La solidez defensiva que dispara al Barça

Para ponerlo en contexto, el Barça no ha encajado goles en 8 de los 17 partidos que ha disputado este 2026 entre todas las competiciones. Es decir, en casi la mitad. Lo ha conseguido contra Espanyol, Athletic, Racing, Oviedo, Mallorca, Levante, Atlético de Madrid y, de nuevo, Athletic. De hecho, solo el Inter de Milán, con 9, suma más porterías a cero entre los equipos de las cinco grandes ligas en este 2026. Unos datos que parecían impensables hace solo unos meses. Porque ofensivamente, el Barça de Flick casi nunca ha tenido problemas. Es un equipo muy goleador, que pocas veces se queda sin marcar. Y si ahora, además, le añade solidez defensiva, ya da un paso más como equipo.

Joan Garcia y el ajuste colectivo impulsan la ambición del Barça

Esta mejora se puede explicar de diversas maneras. La primera es el enorme nivel de Joan Garcia, que transmite una seguridad bajo palos que hacía años que no se veía en el Barça. Más allá de eso, sin embargo, también hay una clara mejora colectiva. El equipo ya intenta asumir menos riesgos en pérdidas comprometidas y procura perder el balón cuando está bien colocado y preparado para presionar. Antes, lo que pasaba con más frecuencia era que la línea defensiva quedaba expuesta en demasiadas ocasiones. Ahora, todo esto se ha ido trabajando y ya se pueden ver los frutos. Lógicamente, hay partidos en los que se conceden ocasiones —esto es asumible en un equipo que apuesta por este estilo—, pero ya no con la frecuencia ni con la facilidad de meses atrás.
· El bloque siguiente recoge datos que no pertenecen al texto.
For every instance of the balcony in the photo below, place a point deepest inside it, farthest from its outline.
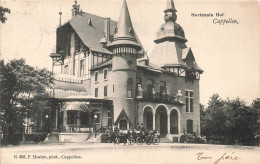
(161, 98)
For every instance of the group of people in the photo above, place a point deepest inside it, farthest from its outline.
(117, 135)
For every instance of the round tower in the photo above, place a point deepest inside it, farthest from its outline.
(124, 49)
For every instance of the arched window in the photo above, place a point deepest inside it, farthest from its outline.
(129, 88)
(189, 126)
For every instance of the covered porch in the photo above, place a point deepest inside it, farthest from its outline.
(77, 118)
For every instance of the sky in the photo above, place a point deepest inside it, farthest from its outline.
(229, 54)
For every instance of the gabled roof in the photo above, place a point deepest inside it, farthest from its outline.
(91, 33)
(66, 86)
(121, 116)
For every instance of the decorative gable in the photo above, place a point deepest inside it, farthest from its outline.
(122, 116)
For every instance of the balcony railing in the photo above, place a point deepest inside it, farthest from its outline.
(71, 128)
(160, 98)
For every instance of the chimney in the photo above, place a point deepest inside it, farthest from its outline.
(75, 9)
(107, 28)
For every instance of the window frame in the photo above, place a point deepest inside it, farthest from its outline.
(96, 74)
(105, 70)
(189, 122)
(189, 105)
(96, 92)
(129, 87)
(106, 86)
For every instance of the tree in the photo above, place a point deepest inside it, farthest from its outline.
(230, 122)
(21, 86)
(3, 10)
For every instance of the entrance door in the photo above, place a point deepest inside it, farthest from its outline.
(161, 119)
(148, 118)
(123, 125)
(163, 123)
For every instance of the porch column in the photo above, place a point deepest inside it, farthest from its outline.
(64, 117)
(56, 119)
(153, 121)
(168, 130)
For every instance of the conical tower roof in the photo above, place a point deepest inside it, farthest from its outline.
(170, 6)
(125, 33)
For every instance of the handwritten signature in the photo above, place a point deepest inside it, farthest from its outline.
(225, 156)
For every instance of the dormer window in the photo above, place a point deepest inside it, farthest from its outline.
(96, 76)
(105, 71)
(129, 88)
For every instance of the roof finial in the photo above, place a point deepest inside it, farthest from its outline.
(60, 14)
(170, 6)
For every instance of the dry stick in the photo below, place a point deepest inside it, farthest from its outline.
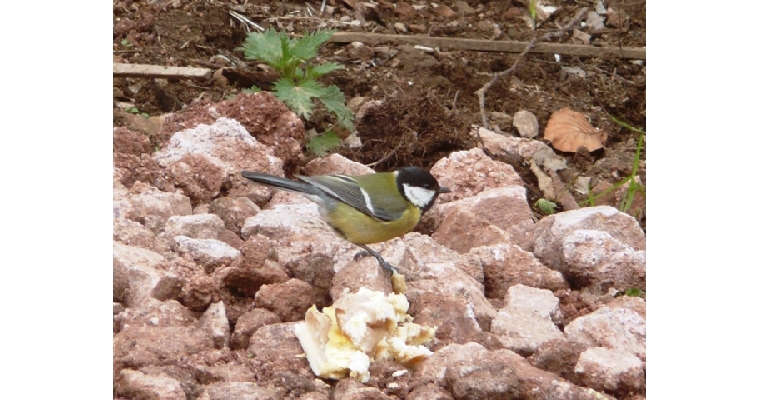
(558, 33)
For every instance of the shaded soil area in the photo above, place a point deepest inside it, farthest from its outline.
(429, 105)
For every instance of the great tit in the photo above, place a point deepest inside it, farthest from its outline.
(367, 208)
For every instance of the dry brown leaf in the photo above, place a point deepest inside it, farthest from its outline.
(568, 130)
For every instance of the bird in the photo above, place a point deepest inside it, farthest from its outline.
(365, 209)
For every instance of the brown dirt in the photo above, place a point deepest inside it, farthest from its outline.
(430, 102)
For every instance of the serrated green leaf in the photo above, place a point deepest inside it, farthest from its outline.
(335, 103)
(306, 48)
(298, 97)
(322, 69)
(321, 144)
(264, 46)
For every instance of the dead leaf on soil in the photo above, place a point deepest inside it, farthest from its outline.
(568, 130)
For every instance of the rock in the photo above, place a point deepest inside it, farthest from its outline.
(198, 226)
(432, 268)
(500, 119)
(444, 11)
(526, 124)
(559, 356)
(428, 392)
(305, 245)
(336, 164)
(358, 50)
(636, 304)
(136, 347)
(234, 211)
(399, 27)
(495, 380)
(528, 320)
(242, 391)
(157, 314)
(214, 322)
(493, 216)
(288, 300)
(509, 146)
(455, 321)
(135, 275)
(463, 8)
(349, 389)
(285, 220)
(131, 158)
(594, 21)
(149, 206)
(611, 370)
(226, 144)
(197, 176)
(135, 384)
(468, 173)
(273, 123)
(197, 290)
(596, 258)
(551, 231)
(313, 396)
(614, 328)
(461, 229)
(209, 253)
(134, 234)
(248, 323)
(506, 265)
(617, 19)
(276, 352)
(255, 267)
(532, 383)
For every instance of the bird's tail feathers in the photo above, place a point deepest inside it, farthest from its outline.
(281, 183)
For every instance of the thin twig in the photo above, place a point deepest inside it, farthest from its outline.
(535, 40)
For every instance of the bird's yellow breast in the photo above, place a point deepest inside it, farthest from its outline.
(360, 228)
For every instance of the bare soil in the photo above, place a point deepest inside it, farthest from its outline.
(430, 101)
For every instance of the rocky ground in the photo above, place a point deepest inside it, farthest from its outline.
(212, 273)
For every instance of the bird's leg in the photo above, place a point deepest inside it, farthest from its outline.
(367, 251)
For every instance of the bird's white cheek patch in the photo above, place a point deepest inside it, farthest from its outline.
(420, 197)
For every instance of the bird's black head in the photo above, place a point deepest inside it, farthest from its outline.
(418, 187)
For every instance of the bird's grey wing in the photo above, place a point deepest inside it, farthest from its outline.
(345, 189)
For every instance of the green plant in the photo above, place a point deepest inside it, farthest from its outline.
(633, 186)
(532, 12)
(298, 86)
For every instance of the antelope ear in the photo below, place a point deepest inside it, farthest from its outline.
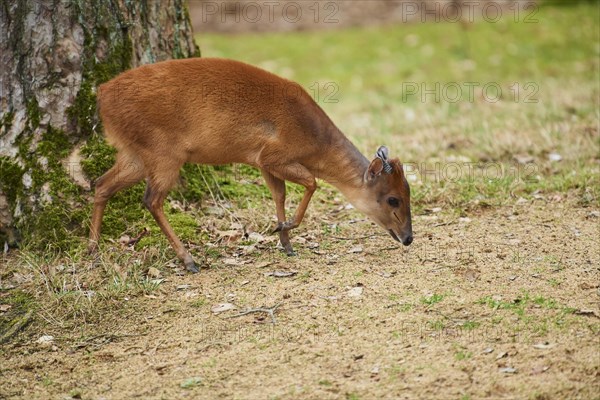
(375, 169)
(383, 153)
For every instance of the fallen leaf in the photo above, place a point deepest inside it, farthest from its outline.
(281, 274)
(263, 264)
(230, 236)
(586, 312)
(256, 237)
(555, 157)
(233, 262)
(587, 285)
(471, 274)
(45, 340)
(356, 250)
(153, 272)
(543, 346)
(355, 291)
(539, 369)
(222, 307)
(190, 383)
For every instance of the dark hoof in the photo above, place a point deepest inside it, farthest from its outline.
(92, 248)
(289, 251)
(284, 226)
(191, 266)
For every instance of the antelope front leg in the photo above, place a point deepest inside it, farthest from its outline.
(277, 188)
(298, 174)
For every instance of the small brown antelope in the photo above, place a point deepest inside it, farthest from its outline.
(216, 111)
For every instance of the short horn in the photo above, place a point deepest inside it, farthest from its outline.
(383, 153)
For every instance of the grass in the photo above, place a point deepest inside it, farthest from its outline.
(461, 154)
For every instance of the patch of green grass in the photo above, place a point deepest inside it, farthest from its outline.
(462, 355)
(18, 316)
(437, 325)
(373, 66)
(199, 303)
(191, 383)
(433, 299)
(470, 325)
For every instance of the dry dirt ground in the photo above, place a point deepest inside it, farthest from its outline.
(503, 304)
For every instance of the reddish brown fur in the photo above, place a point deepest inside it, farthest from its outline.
(216, 111)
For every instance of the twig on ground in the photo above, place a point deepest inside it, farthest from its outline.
(104, 339)
(17, 326)
(136, 239)
(356, 238)
(270, 311)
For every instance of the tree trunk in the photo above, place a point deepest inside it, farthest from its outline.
(53, 55)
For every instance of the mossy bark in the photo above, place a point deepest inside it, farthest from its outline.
(53, 55)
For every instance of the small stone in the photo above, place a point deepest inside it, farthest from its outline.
(45, 340)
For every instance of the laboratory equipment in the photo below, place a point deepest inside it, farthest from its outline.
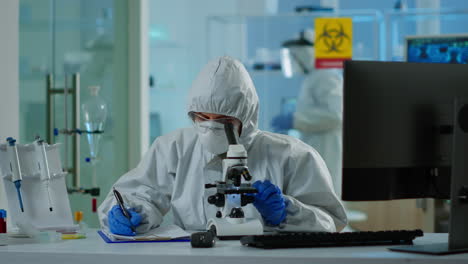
(405, 137)
(437, 49)
(94, 115)
(70, 129)
(231, 194)
(3, 229)
(43, 187)
(15, 168)
(43, 165)
(331, 239)
(205, 239)
(94, 118)
(3, 221)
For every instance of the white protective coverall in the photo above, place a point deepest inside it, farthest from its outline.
(175, 169)
(319, 117)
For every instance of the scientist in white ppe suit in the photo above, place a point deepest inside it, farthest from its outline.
(319, 111)
(294, 186)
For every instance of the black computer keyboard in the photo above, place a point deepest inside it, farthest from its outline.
(330, 239)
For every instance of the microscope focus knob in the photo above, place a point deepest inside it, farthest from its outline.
(217, 199)
(236, 213)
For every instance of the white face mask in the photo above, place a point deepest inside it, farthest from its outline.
(212, 136)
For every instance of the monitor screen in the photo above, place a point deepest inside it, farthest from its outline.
(437, 49)
(397, 128)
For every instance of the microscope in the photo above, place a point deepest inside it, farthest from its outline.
(231, 194)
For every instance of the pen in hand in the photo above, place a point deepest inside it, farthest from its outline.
(119, 199)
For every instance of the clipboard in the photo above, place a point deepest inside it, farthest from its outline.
(108, 240)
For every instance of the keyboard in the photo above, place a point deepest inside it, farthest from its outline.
(331, 239)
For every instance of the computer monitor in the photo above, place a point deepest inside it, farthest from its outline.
(437, 49)
(403, 136)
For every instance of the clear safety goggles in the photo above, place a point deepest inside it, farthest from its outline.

Todo ello acerca, sin duda, al Barça a la Liga y, sobre todo, a la Champions. La temporada pasada, el equipo quedó eliminado por haber encajado demasiado. A pesar de marcar seis goles al Inter de Milán, recibió siete, una losa que le impidió llegar a la final. Es cierto que en Europa un mal día te puede dejar fuera y que esta mejora no garantiza ningún título, pero sí que te acerca. Y en la competición doméstica puede ser una de las claves para acabar ganándola. De hecho, si acabara ahora, Joan Garcia sería el Zamora de la Liga.